In Africa, public libraries can mediate between citizens and governments by providing access to information and helping individuals understand their environments, allowing them to take further steps toward being involved in society. At the same time, Muddiman et al. (2000) argue that public libraries were inaugurated as “agents of social change to educate the deserving poor—and partly as organs of social control—to manage the reading habits of the masses” (p. 12), which makes them not neutral institutions as they support the educational systems of communities. Public libraries also need to reinforce the inclusive heritage of different cultures and societies. Hence, the authors, citing Lionel McColvin, suggest that public libraries are institutions that should serve everyone within societies for the sake of social inclusion.

Conclusions

Public libraries can be important pillars in the educational system of any society, as they play a complementary role and enhance the reading and researching habits and abilities of individuals and communities. According to the IFLA-UNESCO (1994) Public Library Manifesto of 2022, public libraries “help ensure that the rights to education and participation in knowledge societies and the cultural life of the community are accessible to as many people as possible” (p. 1). However, the role of public libraries does not stop at providing sources and materials but also encourages equity and social inclusion of different groups and individuals within a community. As such, more efforts are needed to bring attention to the field of librarianship in Africa, as it can have a great impact on the development and well-being of communities.

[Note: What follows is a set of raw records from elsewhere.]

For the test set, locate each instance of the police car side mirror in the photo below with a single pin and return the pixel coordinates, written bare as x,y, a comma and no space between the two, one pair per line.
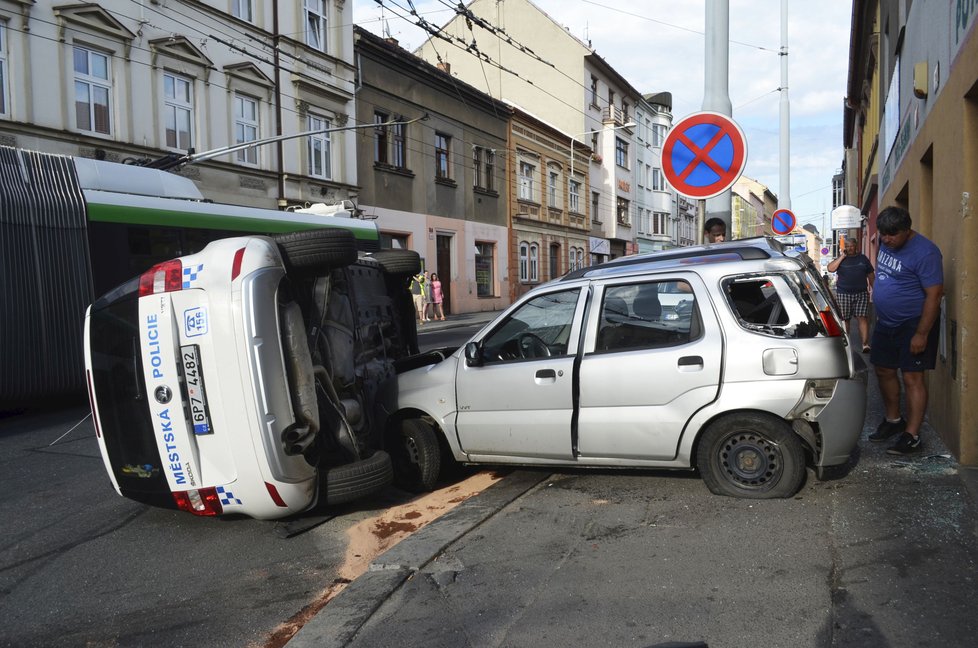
473,354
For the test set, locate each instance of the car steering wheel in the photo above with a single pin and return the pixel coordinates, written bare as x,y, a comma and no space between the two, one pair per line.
532,346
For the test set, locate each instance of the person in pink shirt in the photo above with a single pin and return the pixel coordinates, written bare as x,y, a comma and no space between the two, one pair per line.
437,296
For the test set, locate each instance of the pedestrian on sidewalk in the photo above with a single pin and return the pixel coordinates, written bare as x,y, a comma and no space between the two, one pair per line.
714,231
437,297
907,296
419,292
854,281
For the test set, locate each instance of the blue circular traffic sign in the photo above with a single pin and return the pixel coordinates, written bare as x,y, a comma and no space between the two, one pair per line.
783,221
704,154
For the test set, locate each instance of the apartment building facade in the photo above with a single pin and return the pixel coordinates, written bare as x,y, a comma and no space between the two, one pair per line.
658,226
137,81
550,223
438,185
562,80
912,134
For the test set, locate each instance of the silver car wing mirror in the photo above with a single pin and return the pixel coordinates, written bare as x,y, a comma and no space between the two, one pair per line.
473,354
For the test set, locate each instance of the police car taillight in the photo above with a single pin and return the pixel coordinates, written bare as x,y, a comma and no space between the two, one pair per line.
236,264
832,327
203,501
163,277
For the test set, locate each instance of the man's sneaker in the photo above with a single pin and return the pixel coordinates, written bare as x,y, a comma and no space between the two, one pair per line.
888,429
906,444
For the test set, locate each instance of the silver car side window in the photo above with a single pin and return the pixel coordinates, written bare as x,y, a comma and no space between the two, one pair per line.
539,328
647,315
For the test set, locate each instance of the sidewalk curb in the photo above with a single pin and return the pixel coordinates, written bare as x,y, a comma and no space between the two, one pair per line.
338,622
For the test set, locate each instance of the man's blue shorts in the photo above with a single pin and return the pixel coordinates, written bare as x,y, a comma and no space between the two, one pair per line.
891,347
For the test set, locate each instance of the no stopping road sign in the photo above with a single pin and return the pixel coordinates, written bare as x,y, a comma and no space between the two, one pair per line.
704,154
783,221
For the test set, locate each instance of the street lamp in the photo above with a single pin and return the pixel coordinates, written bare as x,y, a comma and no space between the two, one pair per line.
600,130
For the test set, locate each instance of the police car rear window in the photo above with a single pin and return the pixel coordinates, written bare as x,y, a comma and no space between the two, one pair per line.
120,395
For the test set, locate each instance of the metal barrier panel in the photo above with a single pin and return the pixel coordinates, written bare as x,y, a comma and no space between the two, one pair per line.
45,279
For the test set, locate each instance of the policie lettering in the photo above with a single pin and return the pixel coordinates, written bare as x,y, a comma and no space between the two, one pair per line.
153,342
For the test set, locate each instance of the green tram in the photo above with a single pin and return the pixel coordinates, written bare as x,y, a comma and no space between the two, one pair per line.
73,228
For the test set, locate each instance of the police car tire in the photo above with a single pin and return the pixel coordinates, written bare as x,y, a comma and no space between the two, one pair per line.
751,455
358,479
315,250
398,262
416,456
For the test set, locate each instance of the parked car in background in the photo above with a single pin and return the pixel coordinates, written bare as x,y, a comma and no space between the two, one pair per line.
730,359
254,377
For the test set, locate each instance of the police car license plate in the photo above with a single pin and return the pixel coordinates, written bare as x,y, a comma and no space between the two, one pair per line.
197,397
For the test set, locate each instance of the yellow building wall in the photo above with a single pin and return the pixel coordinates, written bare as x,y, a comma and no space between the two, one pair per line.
938,182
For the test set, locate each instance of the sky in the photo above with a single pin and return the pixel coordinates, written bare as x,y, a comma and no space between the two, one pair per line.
658,45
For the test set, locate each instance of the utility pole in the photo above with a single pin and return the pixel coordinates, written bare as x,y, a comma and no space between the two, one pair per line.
716,93
784,188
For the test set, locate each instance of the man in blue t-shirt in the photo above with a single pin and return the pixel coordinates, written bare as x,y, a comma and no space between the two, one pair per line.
907,295
855,278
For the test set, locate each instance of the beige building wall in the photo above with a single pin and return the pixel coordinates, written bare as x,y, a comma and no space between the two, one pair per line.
221,56
937,181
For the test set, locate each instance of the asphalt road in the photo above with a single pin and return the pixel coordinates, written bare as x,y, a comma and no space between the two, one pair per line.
80,565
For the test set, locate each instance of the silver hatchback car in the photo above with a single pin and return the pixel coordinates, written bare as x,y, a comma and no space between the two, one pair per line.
728,358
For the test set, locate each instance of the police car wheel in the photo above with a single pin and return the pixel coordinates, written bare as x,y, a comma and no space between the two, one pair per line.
317,250
398,262
357,479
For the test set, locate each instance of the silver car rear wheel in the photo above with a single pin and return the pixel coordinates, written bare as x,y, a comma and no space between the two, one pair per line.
751,455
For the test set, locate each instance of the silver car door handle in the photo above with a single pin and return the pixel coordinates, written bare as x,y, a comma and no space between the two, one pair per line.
691,361
547,375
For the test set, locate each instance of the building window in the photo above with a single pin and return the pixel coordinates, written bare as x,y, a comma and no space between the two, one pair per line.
315,13
246,128
524,261
527,171
553,182
621,152
243,9
490,169
484,271
660,222
380,138
622,212
574,195
93,106
658,180
178,111
443,145
477,166
320,149
398,155
3,69
483,166
658,134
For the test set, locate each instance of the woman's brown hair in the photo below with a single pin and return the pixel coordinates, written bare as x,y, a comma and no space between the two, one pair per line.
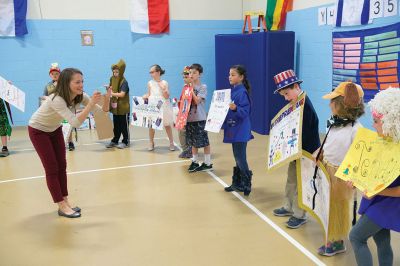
63,90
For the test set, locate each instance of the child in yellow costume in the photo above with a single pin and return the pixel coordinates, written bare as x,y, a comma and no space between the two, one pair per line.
346,103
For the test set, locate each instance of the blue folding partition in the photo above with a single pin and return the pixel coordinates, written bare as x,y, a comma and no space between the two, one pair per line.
264,54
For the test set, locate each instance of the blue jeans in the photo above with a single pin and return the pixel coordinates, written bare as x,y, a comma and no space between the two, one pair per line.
239,152
364,229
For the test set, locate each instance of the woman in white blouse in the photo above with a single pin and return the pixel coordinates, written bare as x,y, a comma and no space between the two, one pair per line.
45,132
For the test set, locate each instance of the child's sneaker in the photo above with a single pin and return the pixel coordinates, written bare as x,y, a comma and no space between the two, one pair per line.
71,146
111,145
204,167
193,166
281,212
294,222
4,152
122,145
332,249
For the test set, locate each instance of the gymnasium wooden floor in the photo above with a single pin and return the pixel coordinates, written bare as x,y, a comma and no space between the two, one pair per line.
143,208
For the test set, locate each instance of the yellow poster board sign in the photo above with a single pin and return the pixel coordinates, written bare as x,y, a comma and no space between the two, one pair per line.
372,162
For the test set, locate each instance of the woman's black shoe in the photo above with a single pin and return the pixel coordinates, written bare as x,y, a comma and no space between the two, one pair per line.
236,181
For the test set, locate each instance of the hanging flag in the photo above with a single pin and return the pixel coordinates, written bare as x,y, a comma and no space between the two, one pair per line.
150,16
13,17
352,12
276,13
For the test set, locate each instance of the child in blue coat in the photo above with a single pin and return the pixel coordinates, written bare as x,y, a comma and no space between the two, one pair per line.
237,128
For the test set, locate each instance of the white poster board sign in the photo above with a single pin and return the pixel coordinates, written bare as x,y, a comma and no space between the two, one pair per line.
218,110
285,134
147,113
12,94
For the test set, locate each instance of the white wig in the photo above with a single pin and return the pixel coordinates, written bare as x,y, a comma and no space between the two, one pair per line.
386,106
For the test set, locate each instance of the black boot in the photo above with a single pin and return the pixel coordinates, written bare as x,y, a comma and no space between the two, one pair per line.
246,183
236,181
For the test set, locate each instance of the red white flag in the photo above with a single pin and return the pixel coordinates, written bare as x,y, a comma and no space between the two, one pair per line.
150,16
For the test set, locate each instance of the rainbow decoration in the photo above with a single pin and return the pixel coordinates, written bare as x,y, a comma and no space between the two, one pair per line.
276,13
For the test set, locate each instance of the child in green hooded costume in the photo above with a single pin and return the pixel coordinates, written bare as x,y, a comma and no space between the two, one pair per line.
119,105
5,128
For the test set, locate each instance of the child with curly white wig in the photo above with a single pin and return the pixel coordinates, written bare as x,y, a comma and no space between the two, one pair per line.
381,213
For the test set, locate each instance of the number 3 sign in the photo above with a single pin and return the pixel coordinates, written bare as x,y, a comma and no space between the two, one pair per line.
383,8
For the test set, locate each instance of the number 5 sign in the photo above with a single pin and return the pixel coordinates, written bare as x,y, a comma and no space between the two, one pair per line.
383,8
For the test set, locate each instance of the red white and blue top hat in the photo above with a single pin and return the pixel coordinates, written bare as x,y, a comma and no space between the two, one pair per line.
285,79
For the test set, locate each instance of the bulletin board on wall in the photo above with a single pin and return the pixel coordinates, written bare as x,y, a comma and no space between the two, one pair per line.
369,57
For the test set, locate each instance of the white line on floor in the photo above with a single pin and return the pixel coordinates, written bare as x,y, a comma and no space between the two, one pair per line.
90,144
95,170
271,223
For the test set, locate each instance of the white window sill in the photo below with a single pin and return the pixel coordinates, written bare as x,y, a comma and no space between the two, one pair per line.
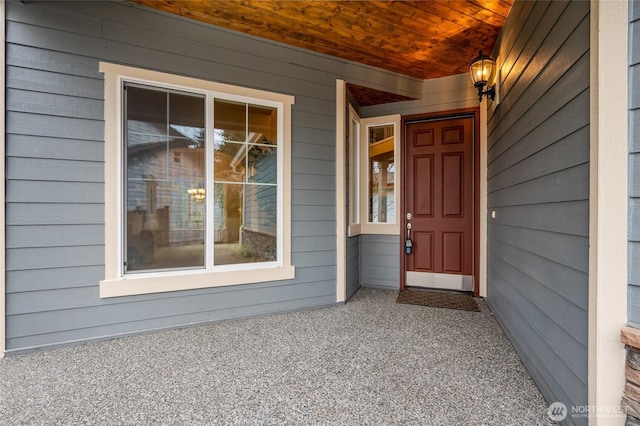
189,280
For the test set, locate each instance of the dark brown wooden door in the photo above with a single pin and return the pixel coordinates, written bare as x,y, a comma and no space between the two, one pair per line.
439,195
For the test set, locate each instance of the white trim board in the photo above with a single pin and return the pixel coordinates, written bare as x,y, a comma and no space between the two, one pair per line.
341,195
3,266
608,203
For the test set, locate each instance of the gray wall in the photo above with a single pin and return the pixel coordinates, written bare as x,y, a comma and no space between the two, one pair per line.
538,185
633,299
55,165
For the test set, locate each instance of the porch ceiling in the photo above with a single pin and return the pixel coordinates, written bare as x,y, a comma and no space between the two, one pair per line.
422,39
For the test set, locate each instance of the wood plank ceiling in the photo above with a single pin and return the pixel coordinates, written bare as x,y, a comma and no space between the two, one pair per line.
422,39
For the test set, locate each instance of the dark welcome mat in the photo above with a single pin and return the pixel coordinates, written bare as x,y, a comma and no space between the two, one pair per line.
434,299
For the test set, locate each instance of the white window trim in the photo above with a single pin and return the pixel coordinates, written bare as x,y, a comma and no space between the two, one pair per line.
118,284
367,227
354,198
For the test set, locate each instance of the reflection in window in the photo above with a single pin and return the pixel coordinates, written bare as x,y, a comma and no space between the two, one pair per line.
245,176
167,187
164,141
381,174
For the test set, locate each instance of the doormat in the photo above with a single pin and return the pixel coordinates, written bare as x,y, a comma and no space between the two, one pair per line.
461,302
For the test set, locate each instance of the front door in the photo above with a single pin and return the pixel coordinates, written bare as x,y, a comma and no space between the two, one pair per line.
439,203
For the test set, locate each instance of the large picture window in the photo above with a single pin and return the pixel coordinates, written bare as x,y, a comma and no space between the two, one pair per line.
201,173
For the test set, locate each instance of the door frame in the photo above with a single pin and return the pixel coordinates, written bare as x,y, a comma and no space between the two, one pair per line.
444,115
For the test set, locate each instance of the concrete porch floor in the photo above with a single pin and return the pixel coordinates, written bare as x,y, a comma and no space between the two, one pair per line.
371,361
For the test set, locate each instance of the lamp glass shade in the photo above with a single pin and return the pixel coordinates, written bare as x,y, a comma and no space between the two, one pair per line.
481,69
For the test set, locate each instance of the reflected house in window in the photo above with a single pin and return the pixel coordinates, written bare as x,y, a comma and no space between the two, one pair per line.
165,160
166,191
245,175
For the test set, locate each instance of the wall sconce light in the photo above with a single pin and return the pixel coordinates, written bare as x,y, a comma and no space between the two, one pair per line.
481,70
196,194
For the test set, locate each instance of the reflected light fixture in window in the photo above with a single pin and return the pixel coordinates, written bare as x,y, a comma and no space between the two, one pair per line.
482,69
196,194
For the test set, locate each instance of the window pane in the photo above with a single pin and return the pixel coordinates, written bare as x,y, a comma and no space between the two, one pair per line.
354,171
263,164
381,174
230,121
165,209
246,218
229,162
263,125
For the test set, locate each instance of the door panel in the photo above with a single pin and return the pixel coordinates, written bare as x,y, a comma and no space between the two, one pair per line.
439,196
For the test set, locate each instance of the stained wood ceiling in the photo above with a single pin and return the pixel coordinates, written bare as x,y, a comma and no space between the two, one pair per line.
422,39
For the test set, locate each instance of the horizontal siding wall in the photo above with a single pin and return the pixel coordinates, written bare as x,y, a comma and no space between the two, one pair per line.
633,300
380,261
538,186
55,165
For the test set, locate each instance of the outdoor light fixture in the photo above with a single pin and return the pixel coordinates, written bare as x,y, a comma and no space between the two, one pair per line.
481,70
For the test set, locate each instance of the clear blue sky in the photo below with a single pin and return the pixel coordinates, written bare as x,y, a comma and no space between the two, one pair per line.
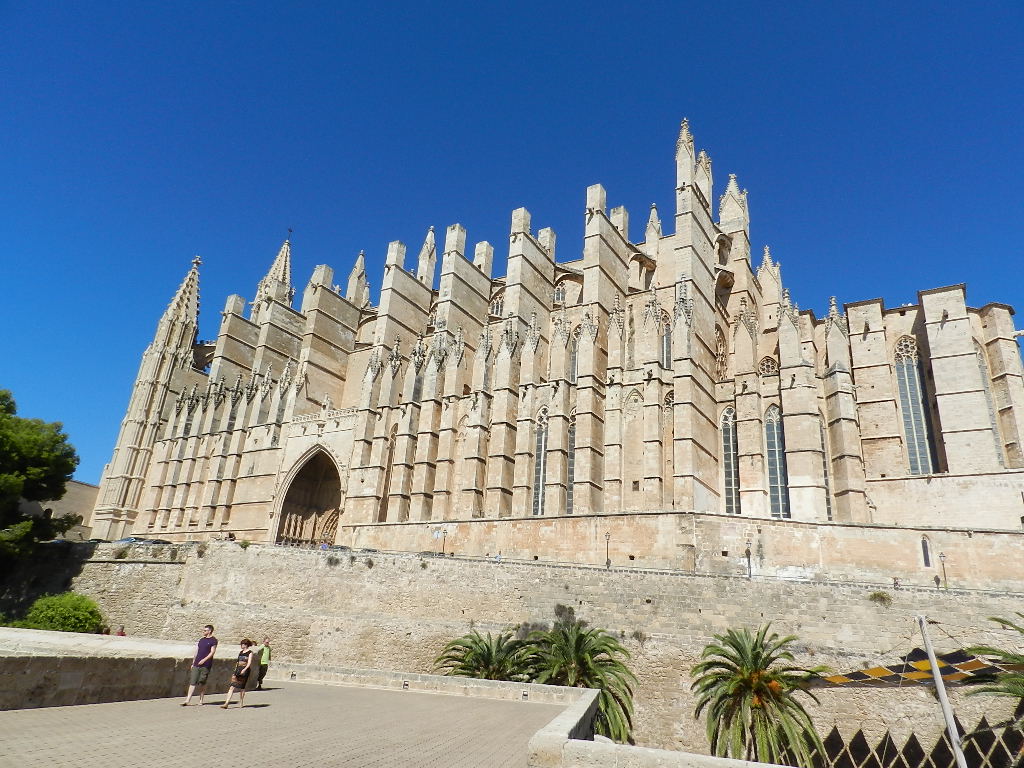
881,144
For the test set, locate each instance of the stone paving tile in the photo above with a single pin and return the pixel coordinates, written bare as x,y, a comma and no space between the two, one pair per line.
288,725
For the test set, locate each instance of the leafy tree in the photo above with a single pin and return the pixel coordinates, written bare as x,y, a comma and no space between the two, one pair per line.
1003,683
572,654
68,611
485,657
568,654
747,690
36,462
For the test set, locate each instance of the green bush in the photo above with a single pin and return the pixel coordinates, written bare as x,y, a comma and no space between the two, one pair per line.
65,612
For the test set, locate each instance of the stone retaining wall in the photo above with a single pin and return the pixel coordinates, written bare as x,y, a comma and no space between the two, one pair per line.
391,611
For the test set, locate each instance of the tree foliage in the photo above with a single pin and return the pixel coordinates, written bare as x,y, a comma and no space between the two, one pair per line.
68,611
747,690
1003,683
568,654
485,657
36,462
572,654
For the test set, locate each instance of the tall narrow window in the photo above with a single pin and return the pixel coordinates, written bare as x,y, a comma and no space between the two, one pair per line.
824,468
986,385
386,484
540,461
778,480
666,342
569,463
913,409
573,372
730,462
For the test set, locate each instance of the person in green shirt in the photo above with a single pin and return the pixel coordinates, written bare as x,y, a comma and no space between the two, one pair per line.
264,662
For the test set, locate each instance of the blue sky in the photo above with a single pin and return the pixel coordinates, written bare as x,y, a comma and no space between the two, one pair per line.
880,142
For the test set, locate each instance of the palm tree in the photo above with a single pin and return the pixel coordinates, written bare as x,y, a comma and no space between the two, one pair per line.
573,655
1003,683
485,657
747,689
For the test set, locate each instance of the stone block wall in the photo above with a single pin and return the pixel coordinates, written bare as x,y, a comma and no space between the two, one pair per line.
384,611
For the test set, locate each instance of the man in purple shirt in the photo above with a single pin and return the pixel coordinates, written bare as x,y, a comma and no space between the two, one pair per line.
202,665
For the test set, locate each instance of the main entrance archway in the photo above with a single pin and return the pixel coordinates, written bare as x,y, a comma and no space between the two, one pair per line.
312,504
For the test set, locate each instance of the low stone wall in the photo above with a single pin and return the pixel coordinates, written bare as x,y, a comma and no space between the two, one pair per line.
395,611
58,669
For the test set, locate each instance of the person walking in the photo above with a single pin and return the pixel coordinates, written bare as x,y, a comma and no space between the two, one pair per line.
243,666
264,662
202,665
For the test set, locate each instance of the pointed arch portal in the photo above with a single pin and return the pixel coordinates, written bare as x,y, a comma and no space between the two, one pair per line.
312,504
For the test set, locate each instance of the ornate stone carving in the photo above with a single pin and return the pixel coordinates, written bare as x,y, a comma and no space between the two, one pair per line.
684,302
589,326
616,317
836,320
510,337
419,353
394,356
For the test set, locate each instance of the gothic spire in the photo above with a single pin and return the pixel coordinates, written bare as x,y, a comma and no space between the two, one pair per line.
653,223
184,304
357,290
278,282
685,137
427,259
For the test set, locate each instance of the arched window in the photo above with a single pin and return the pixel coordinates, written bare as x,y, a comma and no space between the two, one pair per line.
666,342
540,461
730,462
573,363
768,367
986,385
778,479
386,484
721,355
913,408
824,468
569,463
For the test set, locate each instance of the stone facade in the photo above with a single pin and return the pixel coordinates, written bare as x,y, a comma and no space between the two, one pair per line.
395,611
669,376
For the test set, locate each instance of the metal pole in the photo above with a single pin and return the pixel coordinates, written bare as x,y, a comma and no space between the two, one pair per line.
940,689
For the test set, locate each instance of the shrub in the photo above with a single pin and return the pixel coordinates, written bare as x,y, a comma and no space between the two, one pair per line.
880,597
65,612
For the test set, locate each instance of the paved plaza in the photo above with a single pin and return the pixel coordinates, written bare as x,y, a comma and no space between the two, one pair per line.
288,725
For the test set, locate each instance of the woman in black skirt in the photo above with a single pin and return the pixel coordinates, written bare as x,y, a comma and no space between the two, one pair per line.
241,675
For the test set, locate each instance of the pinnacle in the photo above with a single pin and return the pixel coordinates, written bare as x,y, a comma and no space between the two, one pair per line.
653,221
685,137
184,304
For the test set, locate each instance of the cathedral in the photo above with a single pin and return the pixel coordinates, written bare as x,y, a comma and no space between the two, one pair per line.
662,401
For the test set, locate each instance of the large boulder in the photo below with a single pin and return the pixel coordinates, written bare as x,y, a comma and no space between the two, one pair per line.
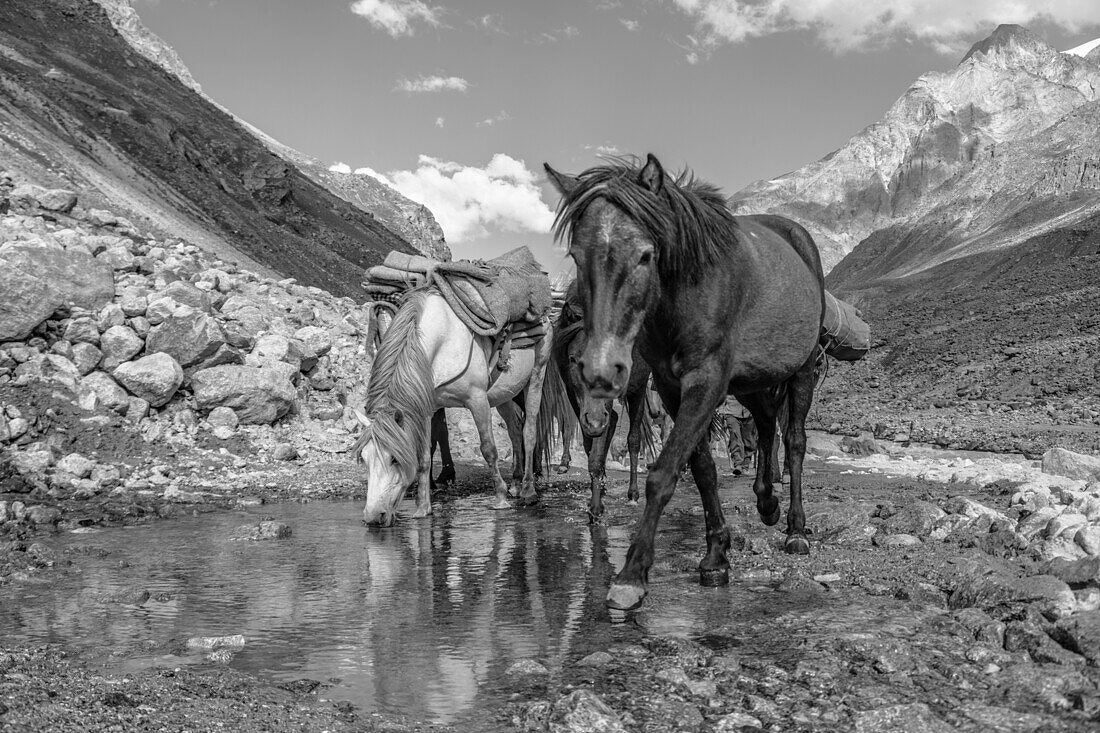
1065,462
187,336
76,277
257,395
154,378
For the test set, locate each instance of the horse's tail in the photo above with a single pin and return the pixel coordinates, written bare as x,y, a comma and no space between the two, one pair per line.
554,406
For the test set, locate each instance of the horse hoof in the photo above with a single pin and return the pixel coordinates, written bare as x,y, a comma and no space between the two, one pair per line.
625,598
796,545
714,578
772,516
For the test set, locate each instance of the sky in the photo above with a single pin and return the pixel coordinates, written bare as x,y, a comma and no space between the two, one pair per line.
458,105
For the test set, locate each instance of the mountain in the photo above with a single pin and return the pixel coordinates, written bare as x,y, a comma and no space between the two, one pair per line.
411,221
80,108
960,153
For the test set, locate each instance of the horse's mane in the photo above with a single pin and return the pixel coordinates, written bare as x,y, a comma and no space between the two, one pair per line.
399,395
688,219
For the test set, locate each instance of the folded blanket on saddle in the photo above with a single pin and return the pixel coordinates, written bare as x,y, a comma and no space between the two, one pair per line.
845,335
486,295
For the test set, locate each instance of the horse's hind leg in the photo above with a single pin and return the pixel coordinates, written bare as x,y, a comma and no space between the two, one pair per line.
714,568
477,404
762,406
800,395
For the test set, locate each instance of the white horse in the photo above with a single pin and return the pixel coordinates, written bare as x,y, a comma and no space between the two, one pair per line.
429,359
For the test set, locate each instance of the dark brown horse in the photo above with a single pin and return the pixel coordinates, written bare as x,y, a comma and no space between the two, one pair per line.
716,304
597,416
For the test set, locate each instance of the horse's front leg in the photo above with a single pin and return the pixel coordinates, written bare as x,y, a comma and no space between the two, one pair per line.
701,391
424,477
477,404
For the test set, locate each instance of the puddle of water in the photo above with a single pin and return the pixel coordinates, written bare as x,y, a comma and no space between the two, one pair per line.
421,619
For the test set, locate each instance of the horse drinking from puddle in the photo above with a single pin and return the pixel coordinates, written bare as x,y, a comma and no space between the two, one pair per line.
717,304
430,359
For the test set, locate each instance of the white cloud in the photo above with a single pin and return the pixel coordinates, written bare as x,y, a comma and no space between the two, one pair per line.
396,17
856,24
430,84
468,200
502,117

In summary, public libraries in developing countries can help forge a new social contract by providing open access to knowledge and information resources, supporting educational systems, and bridging gaps between governments and citizens. Public libraries can foster information literacy and “assist individuals and groups with daily problem-solving and participation in the democratic process” (Anaba Alemna, 1995, p. 40). They can support all forms of human rights by making citizens aware of their rights and obligations inside their communities and represent “social change and inclusion” (Moahi, 2019, p. 239). They can help individuals and communities in developing their cultural and social capital and feelings of belonging to their communities and fulfill citizens’ information needs by creating a safe social environment where individuals can freely communicate their opinions. Finally, public libraries can promote reading culture in African oral tradition societies while at the same time preserving and disseminating communities’ oral traditions and materials for present and future generations.